Le second barman du Valhalla, que le joueur incarnait dans le prototype. Pour citer Jill, son passé est une masse nébuleuse qui aime lui mettre des claques de temps à autre. Se sentant poursuivi par on ne sait quel individu louche, il est obligé de s'absenter régulièrement pour se mettre à l'abri... Affectueusement surnommé « fuckboy » par les habitués du bar, il reste un jeune homme fiable si ce n'est discret.

Dana

La patronne du Valhalla, qu'elle semble avoir construit sur un coup de tête. Ou à coups de tête, allez savoir. Ayant une nette tendance à agir d'abord et à réfléchir parfois, elle a un passé sentimental et professionnel qui laisse songeur, à tel point qu'on la soupçonne d'en avoir inventé la moitié juste pour faire jaser ! Elle fait aussi office de videur du bar, armée qu'elle est de son bras bionique et de sa fidèle massue à pointes. La tenir éloignée des casques et des pots en plastique est une bonne idée.

Dorothy

Il s'agit d'une Lilim, une androïde d'avant-dernière génération très proche des êtres humains, bien que son corps soit celui d'une machine. Travailleuse du sexe et fière de l'être, elle est assez brute de décoffrage quant à ses activités, ce qui provoque au mieux la perplexité chez Jill et les autres clients. À noter que malgré son apparence, son dernier check-up précise bien qu'elle est majeure, son look enfantin n'étant là que pour plaire à sa clientèle.

Alma

Elle est aussi douée en hacking (préférez « agent indépendant en sécurité informatique » !) que nulle quand il s'agit de trouver un homme bien. Issue d'une famille nombreuse, elle subit les pressions incessantes de ses parents pour se marier, ce qui a provoqué chez elle des accès de colère qu'elle ne manquera pas de passer au comptoir. Jill et elle sont devenues très proches au cours des derniers mois.

Jamie

Porte-flingue professionnel, Jamie n'a presque plus rien d'organique en lui à force d'enchaîner les jobs dangereux, les missions d'escorte et les contrats d'assassinat, ce qui ne l'empêche pas d'être très poli et d'avoir le don incroyable de faire ressortir ce qu'il y a de meilleur chez autrui. Il s'est lié d'amitié avec Gillian depuis le prototype du jeu, et adore les boissons fortes.

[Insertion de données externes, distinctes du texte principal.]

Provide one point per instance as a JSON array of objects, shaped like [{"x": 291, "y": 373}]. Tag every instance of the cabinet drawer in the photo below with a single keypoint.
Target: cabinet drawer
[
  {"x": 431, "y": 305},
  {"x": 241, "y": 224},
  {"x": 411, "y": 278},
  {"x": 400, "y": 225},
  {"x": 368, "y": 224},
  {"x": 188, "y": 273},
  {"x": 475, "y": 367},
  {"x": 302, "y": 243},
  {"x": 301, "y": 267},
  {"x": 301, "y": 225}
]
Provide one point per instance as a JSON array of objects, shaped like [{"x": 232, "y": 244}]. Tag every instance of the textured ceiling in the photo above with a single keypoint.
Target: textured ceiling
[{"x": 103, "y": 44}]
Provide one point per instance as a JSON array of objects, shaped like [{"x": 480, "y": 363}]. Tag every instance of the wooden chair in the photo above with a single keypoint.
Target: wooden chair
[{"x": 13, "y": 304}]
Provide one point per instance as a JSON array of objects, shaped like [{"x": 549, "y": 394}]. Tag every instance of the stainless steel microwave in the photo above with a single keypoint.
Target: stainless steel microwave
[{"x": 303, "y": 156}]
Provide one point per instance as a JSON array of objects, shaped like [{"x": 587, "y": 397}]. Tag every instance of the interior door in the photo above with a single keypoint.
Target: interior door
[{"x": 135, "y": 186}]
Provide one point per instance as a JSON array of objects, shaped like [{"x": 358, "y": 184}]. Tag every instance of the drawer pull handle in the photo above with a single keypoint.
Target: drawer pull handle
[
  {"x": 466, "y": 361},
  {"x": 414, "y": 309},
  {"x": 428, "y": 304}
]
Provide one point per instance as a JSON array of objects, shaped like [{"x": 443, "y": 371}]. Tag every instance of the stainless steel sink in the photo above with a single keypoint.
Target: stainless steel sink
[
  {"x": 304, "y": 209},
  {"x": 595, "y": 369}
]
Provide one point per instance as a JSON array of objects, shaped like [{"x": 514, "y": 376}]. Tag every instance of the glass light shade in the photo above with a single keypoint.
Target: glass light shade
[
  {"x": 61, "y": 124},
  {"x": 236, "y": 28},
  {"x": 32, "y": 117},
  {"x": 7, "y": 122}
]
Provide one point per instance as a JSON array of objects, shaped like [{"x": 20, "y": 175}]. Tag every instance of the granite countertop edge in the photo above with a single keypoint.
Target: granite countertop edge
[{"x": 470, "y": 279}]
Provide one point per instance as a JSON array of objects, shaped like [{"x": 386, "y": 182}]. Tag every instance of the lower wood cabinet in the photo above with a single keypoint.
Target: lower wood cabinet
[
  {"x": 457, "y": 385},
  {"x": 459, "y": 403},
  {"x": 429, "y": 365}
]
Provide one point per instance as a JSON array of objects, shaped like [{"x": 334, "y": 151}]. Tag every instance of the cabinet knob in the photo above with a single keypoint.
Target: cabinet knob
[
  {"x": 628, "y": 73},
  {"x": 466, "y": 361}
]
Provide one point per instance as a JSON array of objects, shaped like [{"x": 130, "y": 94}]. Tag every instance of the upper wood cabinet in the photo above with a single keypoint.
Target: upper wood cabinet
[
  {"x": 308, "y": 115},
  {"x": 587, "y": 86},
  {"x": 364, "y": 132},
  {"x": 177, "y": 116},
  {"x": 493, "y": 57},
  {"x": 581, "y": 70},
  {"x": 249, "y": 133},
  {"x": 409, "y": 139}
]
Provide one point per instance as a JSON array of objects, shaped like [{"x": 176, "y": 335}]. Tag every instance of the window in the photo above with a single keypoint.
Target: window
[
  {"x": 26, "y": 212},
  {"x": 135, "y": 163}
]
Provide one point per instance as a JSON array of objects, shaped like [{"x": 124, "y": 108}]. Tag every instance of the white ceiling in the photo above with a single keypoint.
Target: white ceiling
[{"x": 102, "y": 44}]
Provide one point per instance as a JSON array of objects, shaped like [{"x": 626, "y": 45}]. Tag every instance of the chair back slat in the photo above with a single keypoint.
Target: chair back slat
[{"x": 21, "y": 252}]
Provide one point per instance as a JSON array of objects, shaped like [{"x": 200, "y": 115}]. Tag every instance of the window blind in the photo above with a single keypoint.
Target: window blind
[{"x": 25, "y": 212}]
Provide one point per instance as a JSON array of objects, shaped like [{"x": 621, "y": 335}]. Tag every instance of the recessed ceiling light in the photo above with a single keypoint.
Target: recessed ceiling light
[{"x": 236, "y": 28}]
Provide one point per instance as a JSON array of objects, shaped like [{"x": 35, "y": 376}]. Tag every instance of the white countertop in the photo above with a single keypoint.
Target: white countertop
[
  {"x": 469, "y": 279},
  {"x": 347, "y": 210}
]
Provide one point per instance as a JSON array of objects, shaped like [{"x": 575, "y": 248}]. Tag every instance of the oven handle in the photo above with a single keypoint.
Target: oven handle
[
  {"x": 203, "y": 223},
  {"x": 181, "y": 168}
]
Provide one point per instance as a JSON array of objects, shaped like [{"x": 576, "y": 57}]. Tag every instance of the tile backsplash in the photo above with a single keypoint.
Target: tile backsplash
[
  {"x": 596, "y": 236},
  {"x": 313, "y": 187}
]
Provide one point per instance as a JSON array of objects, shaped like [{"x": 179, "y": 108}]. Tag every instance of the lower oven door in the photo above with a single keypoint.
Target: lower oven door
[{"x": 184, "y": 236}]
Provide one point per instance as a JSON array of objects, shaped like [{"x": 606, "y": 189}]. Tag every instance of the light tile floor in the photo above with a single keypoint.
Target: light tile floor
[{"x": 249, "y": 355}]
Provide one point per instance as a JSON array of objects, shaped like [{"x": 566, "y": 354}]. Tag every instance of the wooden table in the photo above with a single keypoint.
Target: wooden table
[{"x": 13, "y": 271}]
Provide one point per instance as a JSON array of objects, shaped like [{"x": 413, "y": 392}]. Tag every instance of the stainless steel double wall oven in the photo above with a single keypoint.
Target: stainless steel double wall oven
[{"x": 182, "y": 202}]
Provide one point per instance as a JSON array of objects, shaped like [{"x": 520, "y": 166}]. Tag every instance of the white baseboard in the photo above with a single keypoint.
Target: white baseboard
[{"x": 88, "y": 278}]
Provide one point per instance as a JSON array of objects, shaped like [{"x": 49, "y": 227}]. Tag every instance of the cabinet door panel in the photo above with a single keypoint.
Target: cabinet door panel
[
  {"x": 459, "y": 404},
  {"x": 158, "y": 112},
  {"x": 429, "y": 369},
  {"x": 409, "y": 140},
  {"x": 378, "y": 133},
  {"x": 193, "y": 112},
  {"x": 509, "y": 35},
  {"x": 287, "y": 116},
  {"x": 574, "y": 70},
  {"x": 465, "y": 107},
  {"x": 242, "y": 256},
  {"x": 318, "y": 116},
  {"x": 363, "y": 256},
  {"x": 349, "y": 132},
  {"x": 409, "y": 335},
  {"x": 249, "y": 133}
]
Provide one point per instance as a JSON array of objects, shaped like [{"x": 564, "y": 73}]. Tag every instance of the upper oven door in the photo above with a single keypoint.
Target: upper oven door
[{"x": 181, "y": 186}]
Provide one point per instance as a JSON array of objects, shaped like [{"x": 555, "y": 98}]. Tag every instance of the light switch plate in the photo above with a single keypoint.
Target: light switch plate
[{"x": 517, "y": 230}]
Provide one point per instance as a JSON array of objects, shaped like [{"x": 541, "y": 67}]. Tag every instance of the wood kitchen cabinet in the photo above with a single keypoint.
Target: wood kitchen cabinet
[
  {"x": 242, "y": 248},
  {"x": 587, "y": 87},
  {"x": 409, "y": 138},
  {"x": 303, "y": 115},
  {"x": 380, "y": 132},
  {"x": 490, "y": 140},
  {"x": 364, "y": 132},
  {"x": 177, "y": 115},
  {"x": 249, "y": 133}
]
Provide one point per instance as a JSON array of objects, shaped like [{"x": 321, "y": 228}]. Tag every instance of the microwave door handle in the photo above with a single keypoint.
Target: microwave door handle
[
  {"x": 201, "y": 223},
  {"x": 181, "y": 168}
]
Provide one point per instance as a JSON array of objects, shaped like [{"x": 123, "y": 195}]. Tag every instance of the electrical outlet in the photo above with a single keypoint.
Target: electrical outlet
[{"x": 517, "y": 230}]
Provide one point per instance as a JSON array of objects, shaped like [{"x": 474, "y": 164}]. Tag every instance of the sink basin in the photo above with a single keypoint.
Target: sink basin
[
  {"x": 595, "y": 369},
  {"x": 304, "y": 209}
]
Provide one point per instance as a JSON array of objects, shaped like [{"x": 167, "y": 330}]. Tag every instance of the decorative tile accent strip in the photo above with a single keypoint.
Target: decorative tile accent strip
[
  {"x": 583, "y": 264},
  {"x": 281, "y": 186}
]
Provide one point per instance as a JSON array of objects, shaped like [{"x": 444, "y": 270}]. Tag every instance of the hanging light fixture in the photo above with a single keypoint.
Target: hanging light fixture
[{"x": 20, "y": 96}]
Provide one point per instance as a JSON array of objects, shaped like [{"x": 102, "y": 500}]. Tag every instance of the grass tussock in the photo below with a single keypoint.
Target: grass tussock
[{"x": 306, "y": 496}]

Le jeu peut se découper en deux phases. La première vous place dans la vie de Jill quand elle ne travaille pas. On est dans son appartement où l'on a accès à l'écran de sauvegarde, un magasin et Internet où l'on peut surfer à la recherche d'informations. Des options se débloquent au fur et à mesure, comme de décorer la demeure, consulter des blogs ou faire des courses. La seconde, elle, vous met au comptoir et le but y est de servir les clients qui se présentent à vous. Pour ce faire, vous avez un livre de recettes (dans le jeu final) décrivant avec quels ingrédients on crée le cocktail demandé, ainsi que les ingrédients à droite de l'écran. C'est tout simple, il suffit de faire glisser l'ingrédient dans le shaker, de respecter le nombre et la manière de le préparer. Il y a plusieurs subtilités à tout ceci :

  • Premièrement, cliquer une première fois sur « Shake » prépare le cocktail, une seconde fois pour le terminer. Certaines recettes demandent à ce que la boisson soit blended, auquel cas il faut laisser secouer le shaker plus longtemps.
  • Ensuite, il faut parfois ajouter de la glace et/ou sélectionner des ingrédients plus âgés. Pour cela, il faut sélectionner l'option On the rocks ou Aged.
  • Mettre le double d'ingrédients dans le shaker permet de faire une variante plus grande de la boisson. Vous ne serez en aucun cas pénalisé pour cela et les ingrédients ne sont pas limités de toute façon.
  • Il y a cinq ingrédients en tout, chacun représentant en gros un certain goût. L'Adelhyde représente le sucré, le Bronson l'épicé, le Powdered Delta l'acidulé, le Flanergide l'amer et la Karmotrine l'alcool proprement dit. Il est possible, avec certaines recettes, d'ajouter de la Karmotrine en option afin d'en faire un cocktail plus relevé... Ça fait totalement partie du jeu, on peut improviser et faire en sorte que le client ait bu plus que de raison !
  • Malgré le gameplay à la souris, le jeu reste en grande partie jouable au clavier. Espace sert à faire défiler le texte, Ctrl à accélérer grandement le défilement, Backspace pour remettre une préparation à zéro, et les touches Q, W, E, R, et T sont assignées à chaque ingrédient, dans cet ordre. Shift et une lettre sert à en enlever. C'est tout de même bien plus rapide que la souris !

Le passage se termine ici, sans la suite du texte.